Fully half of all global trade in services now depend on access to cross-border data flows. M2M connections alone are forecasted to reach 1 billion by 2020, representing 10% of all mobile connections. Additionally, the GSMA predicts that the number of connected things will increase more than threefold worldwide between 2017 and 2025, reaching 25 billion.
The free flow of data benefits not only companies in the technology and digital sectors but also those in traditional industries like banking, retail and healthcare and the growing e-commerce sector. In fact, almost all industries depend on the ability to move data across borders or analyse it in real-time as a fundamental enabler of their supply chains, operations, value propositions, and business models.

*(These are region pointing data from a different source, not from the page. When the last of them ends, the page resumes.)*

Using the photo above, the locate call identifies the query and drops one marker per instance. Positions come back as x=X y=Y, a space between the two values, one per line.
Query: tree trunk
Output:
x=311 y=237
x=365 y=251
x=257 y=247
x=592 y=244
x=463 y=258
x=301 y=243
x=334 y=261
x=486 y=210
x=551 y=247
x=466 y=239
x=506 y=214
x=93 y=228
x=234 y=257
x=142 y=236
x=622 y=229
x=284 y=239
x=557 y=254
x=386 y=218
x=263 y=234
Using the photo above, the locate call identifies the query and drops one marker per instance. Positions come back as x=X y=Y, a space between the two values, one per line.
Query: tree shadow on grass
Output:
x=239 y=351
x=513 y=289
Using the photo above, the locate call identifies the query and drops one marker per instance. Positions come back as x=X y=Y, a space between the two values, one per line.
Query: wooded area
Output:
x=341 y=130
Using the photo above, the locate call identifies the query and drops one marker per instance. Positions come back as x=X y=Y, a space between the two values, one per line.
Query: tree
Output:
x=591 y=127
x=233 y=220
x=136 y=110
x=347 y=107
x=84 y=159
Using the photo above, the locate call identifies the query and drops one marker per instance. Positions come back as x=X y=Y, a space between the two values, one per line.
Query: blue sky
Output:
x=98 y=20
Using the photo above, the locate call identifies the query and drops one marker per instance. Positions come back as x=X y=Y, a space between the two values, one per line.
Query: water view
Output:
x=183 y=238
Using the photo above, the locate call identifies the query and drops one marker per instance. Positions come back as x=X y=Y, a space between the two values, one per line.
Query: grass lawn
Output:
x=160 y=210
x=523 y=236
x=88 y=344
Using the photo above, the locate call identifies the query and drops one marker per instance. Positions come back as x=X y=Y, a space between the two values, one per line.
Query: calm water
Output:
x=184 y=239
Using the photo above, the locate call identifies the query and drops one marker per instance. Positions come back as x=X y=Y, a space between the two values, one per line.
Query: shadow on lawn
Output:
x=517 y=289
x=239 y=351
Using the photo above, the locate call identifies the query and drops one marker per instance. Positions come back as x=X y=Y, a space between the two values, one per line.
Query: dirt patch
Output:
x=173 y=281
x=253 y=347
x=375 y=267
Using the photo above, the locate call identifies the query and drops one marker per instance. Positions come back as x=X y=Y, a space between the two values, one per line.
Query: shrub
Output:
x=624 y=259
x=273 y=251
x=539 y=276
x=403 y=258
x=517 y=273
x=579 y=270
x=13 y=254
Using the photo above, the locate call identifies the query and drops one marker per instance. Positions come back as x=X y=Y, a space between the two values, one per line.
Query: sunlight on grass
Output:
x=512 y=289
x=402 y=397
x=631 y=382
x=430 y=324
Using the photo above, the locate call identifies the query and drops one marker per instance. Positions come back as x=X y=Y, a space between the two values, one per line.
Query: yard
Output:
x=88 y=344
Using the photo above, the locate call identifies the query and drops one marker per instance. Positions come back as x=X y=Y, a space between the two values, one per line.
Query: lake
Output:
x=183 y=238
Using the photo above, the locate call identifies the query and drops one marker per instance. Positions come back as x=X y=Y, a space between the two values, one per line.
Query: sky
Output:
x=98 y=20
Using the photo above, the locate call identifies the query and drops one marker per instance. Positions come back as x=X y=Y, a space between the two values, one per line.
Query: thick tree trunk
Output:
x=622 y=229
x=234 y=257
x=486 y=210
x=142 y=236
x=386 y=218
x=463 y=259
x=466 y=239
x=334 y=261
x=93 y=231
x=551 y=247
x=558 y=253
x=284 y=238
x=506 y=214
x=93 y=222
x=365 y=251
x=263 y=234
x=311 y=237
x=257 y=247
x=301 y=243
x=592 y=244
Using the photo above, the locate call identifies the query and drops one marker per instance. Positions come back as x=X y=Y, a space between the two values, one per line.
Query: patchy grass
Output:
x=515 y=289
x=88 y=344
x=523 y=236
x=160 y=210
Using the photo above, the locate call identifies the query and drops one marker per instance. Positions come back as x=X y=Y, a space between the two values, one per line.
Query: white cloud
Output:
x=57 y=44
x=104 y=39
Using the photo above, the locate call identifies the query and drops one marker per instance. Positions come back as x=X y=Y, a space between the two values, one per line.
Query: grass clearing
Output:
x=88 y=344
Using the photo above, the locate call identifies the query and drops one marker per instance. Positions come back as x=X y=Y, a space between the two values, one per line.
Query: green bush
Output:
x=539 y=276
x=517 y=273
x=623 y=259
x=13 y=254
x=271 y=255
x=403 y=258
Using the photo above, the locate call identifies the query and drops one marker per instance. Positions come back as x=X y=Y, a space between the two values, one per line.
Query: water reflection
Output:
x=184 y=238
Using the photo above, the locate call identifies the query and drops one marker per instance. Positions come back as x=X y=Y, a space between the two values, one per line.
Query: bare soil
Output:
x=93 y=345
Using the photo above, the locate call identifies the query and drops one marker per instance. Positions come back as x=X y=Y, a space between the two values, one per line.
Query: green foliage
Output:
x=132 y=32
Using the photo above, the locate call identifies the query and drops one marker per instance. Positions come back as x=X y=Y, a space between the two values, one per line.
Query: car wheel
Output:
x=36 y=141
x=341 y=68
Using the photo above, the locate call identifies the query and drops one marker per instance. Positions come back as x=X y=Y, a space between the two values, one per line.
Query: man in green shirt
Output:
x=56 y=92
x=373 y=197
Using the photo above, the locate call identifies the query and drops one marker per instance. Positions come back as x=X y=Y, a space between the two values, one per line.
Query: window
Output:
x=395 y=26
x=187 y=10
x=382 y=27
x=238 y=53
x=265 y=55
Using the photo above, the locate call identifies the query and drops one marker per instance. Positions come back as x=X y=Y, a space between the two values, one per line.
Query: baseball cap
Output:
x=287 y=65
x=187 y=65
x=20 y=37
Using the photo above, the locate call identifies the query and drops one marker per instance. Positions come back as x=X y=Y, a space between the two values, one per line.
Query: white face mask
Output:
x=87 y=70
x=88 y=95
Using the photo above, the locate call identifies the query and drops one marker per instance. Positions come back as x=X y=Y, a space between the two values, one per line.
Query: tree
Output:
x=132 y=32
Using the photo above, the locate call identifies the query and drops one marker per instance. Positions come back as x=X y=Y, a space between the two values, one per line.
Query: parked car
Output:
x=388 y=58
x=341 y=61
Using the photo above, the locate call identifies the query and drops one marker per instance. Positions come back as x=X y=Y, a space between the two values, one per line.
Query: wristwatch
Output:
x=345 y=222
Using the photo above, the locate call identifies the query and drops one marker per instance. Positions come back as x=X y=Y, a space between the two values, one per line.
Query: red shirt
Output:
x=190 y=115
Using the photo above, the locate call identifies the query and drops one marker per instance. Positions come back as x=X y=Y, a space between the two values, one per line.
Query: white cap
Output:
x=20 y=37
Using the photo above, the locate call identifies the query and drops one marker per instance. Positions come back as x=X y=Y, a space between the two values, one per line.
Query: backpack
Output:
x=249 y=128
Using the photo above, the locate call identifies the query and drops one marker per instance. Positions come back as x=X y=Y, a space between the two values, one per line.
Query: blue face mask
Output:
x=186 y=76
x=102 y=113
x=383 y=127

51 percent of US firms which operated under the U.S.-EU Safe Harbor Agreement did so in order to process data on European employees, while about 75 percent of the value added by data flows on the Internet accrues to “traditional” industries, especially via increases in global growth. The trend is all the more important for developing economies, whose industrial bases are more heavily reliant on traditional industries. In countries like Bangladesh and India which have huge agriculture sectors, farmers depend on the mobile Internet to receive real-time data on everything from the latest market prices to weather forecasts, and also connect with local and foreign customers.
At the same time, digital platforms change the economics of doing business across borders, bringing down the cost of international interactions and transactions. They create markets and user communities with global scale, providing companies, especially micro and small businesses, with a huge base of potential customers and effective ways to reach them. Such businesses worldwide are becoming “micromultinationals” by using digital platforms to connect with customers and suppliers in other countries.
McKinsey Global Institute estimates that almost one-quarter, or 22 percent, of global economic output can be attributed directly to the digital economy. It also predicts that the application of digital technologies – such as cloud computing, data analytics, and IoT will increase global GDP by $2 trillion by 2020.